Once a beacon for minorities, California is clearly no longer a primary destination for the groups who will account for a growing percentage of our population. California also seems to be losing some of its global allure. Net international migration to the state peaked in 2015 at 154,000 and fell to 29,000 by 2020. Los Angeles and San Francisco were once beacons for people from abroad, but increasingly the big migration hubs are in Dallas-Fort Worth, Nashville, Houston and even some Midwestern metros. Looking more broadly at the foreign born, including those who have been in the country for decades or more, California also lags.
But since 2000, California has lost 2.6 million net domestic migrants, more than the current combined population of San Diego, San Francisco and Anaheim. In 2020, California accounted for 28% of all net domestic outmigration in the nation, about 50% more than its share of the US population.
More than one half of this loss—1.9 million—has been from Los Angeles County, but 36 of the state’s 58 counties also have experienced net domestic migration losses over these last two decades. In 2020, according to census estimates, the state lost population for the first time in its modern history.
What this portends for the future might lead one to despair. As those who produce wealth leave or are otherwise stifled by the state’s high cost of living, the ability for the welfare state to support the poor left behind is undermined. Decreasing resources and a weakening safety net is a recipe for social unrest. California is also an agricultural cornucopia. What happens if the state can no longer fill the grocery shelves like it once did?
It would seem folly to look to the state’s Democratic Party for answers. The Left firmly rules the state and is in no small way responsible for the policies that have put the state in the predicament it is in. And so far, remarkably, things haven’t gotten bad enough in the state for voters to throw the bums out.
A crumbling California has implications for the rest of us. It may be tempting to stand on the sidelines and jeer and leave California to stew in the mess it made for itself, but the same Leftist impulses that have lost this paradise are at work elsewhere in the nation. Though, if a good may come of it, it would be to serve as a warning for other states not to travel down the same road. We might meet travellers coming from an antique west who tell the tale Shelley heard…
Tell that its sculptor well those passions read
Which yet survive, stamped on these lifeless things,
The hand that mocked them, and the heart that fed;
And on the pedestal, these words appear:
My name is California, King of Kings;
Look on my Works, ye Mighty, and despair!

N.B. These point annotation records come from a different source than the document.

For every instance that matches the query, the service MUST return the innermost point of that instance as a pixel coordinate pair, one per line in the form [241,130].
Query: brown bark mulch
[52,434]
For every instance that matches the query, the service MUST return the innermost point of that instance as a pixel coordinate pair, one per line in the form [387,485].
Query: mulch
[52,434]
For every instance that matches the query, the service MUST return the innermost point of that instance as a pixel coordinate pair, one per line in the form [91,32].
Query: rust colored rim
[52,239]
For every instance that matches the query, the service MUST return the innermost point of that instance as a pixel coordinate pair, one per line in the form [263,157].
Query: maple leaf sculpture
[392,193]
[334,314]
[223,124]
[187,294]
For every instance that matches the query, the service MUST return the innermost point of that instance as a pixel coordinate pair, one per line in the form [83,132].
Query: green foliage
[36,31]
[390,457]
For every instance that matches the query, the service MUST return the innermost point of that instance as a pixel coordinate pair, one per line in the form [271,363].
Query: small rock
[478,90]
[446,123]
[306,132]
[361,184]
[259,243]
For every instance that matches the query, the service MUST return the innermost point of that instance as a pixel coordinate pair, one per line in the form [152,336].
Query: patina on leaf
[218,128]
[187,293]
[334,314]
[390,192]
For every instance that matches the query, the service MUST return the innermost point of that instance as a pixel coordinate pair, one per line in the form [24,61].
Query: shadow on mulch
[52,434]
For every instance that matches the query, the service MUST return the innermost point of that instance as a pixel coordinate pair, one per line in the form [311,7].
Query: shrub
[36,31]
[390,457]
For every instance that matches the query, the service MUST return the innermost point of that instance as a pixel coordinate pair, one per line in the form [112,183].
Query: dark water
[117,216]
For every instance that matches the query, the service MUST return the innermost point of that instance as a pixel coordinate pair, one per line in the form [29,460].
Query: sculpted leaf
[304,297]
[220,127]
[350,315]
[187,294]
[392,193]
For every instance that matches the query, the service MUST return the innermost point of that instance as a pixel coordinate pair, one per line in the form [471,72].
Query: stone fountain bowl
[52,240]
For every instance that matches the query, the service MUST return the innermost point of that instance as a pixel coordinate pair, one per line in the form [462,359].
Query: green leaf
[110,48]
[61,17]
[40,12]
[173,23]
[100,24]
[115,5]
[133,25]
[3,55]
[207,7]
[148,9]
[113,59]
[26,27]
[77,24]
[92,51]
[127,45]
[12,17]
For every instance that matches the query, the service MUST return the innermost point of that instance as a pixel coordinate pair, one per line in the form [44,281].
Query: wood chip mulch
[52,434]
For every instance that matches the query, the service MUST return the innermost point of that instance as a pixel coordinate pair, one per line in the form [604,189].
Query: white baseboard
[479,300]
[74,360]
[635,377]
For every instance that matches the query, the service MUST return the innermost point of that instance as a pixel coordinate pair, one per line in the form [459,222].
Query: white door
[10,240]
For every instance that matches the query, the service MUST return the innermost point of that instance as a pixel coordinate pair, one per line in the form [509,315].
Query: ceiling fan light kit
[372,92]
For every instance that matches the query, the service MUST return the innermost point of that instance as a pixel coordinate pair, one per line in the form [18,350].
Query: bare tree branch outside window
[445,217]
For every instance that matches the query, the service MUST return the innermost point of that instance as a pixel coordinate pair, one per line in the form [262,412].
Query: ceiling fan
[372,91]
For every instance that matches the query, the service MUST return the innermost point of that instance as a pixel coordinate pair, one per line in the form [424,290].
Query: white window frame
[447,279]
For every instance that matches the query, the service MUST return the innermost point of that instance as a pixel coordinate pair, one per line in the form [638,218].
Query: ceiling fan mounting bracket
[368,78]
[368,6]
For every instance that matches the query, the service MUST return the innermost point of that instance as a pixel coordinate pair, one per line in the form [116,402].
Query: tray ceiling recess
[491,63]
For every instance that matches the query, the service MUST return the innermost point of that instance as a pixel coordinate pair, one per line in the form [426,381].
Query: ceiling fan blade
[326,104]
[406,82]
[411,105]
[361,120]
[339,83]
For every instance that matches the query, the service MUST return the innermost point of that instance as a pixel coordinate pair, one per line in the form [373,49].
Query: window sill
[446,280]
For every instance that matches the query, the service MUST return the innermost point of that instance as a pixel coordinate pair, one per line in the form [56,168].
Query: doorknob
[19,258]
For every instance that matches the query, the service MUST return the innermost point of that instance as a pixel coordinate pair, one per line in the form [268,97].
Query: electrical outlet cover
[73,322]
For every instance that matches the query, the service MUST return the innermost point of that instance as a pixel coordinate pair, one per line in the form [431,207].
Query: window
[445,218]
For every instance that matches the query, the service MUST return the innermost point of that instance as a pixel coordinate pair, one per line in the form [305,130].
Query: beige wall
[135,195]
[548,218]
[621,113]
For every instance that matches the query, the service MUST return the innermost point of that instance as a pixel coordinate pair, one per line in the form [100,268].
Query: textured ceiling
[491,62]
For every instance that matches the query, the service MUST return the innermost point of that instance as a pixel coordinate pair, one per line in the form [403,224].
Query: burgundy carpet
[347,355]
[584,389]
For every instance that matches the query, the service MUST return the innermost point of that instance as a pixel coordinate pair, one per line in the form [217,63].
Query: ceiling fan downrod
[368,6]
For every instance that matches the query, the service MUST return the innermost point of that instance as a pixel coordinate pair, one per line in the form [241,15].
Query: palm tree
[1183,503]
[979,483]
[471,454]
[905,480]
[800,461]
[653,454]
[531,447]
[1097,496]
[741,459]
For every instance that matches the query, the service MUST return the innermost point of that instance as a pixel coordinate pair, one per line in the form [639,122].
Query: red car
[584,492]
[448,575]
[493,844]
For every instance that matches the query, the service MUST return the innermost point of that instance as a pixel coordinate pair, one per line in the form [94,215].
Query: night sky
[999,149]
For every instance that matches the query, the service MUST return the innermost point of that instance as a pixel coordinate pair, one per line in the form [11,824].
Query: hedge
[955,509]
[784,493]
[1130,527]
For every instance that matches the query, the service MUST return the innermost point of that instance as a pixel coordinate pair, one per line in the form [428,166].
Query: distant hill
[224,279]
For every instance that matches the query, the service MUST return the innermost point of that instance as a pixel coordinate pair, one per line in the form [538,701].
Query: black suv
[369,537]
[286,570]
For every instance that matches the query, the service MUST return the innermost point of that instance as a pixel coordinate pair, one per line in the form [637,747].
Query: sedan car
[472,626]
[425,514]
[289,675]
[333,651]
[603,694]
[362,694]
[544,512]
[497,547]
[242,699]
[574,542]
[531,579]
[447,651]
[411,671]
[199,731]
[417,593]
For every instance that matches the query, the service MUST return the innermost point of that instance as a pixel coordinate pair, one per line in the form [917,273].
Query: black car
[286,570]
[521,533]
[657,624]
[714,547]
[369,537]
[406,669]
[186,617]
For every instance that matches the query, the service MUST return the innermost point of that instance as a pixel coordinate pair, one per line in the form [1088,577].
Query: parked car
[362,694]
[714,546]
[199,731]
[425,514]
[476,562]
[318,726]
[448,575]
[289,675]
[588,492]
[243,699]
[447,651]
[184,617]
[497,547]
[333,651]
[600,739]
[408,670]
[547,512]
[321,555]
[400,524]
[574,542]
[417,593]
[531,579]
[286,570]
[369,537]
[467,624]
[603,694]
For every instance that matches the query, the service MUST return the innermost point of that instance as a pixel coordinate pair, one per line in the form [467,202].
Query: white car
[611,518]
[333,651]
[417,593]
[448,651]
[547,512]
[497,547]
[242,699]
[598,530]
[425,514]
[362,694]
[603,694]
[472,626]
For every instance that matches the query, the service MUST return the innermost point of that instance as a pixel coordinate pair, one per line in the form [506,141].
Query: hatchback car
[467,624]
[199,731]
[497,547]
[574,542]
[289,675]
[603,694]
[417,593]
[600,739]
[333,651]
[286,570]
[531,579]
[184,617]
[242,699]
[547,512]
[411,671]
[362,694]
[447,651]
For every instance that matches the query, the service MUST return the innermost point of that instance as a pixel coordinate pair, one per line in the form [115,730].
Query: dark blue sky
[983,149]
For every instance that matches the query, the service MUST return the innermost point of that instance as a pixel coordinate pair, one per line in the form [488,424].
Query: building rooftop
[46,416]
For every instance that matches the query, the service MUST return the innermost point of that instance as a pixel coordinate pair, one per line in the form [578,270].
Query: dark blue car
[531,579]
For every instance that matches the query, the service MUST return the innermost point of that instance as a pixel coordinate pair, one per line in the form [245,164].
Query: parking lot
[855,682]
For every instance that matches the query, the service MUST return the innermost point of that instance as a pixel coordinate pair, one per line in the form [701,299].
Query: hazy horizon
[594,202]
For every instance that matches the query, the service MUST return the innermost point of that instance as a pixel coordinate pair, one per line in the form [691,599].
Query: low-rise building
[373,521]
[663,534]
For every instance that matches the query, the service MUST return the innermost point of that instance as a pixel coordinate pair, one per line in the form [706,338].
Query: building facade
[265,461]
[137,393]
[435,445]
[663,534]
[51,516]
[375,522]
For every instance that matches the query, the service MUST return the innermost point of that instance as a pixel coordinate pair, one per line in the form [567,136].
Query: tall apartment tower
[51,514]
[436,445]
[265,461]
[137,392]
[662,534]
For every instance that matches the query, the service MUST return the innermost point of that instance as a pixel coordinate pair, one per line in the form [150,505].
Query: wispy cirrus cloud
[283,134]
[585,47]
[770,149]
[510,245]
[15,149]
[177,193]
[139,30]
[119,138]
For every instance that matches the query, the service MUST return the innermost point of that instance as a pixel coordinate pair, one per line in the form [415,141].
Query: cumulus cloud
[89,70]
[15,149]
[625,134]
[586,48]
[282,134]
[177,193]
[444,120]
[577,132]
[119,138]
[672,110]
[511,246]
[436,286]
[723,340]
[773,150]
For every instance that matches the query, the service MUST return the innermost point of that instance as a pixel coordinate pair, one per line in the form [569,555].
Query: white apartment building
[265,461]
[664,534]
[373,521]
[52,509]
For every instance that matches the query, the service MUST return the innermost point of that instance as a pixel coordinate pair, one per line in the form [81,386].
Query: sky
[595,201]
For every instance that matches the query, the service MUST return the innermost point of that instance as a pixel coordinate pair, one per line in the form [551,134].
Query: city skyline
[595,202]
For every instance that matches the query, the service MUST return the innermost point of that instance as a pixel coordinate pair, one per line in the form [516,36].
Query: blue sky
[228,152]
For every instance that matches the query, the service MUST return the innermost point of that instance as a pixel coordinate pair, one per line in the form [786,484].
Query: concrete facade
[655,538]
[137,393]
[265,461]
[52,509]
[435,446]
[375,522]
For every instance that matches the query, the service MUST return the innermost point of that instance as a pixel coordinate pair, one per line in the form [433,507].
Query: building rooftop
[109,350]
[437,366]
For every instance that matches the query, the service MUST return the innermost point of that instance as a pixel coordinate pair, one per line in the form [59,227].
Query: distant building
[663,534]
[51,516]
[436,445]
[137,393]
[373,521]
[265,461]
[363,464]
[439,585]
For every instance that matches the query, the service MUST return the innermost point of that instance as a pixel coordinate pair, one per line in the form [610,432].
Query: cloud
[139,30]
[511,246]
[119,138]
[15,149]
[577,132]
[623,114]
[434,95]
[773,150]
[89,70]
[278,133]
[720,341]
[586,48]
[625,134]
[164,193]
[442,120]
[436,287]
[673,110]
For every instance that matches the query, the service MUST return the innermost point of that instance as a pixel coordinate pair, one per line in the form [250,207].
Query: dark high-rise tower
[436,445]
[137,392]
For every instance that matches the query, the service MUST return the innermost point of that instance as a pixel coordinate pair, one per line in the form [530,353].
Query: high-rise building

Nothing beside remains. Round the decay
Of that colossal Wreck, boundless and bare
The lone and level sands stretch far away
The lone and level sands stretch far away.





April 14th, 2022 at 12:27 pm
Assume that most here are familiar with Woody Guthrie’s Dust Bowl Genre. Songs about going to California, trying to get in, being kept out of the Garden of Eden. Maybe it’s time for someone to write a tune about keeping the Californians IN. Or maybe reverse the escape from New York idea. To keep it locked down. Lead Character Rachel ‘Lockdown’ Radishar. Played by Lesli Jones.
April 14th, 2022 at 12:51 pm
The Left firmly rules the state and is in no small way responsible for the policies that have put the state in the predicament it is in. And so far, remarkably, things haven’t gotten bad enough in the state for voters to throw the bums out.
Jeff, the percentages are actually in libturds’s favor. As more people dissatisfied with libturd rule head east (when you hit TX, keep going please), libturds actually solidify their majority and cannot be voted out. Besides, libturds have a ready solution to all their problems – they will just raise taxes!
April 14th, 2022 at 10:58 pm
I saw a report earlier today about gangs following rich folks home from events and shopping and robbing them. Two victims shot so far. And why not? If there’s no meaningful legal deterrent, it only makes sense to go after the people who have the stuff.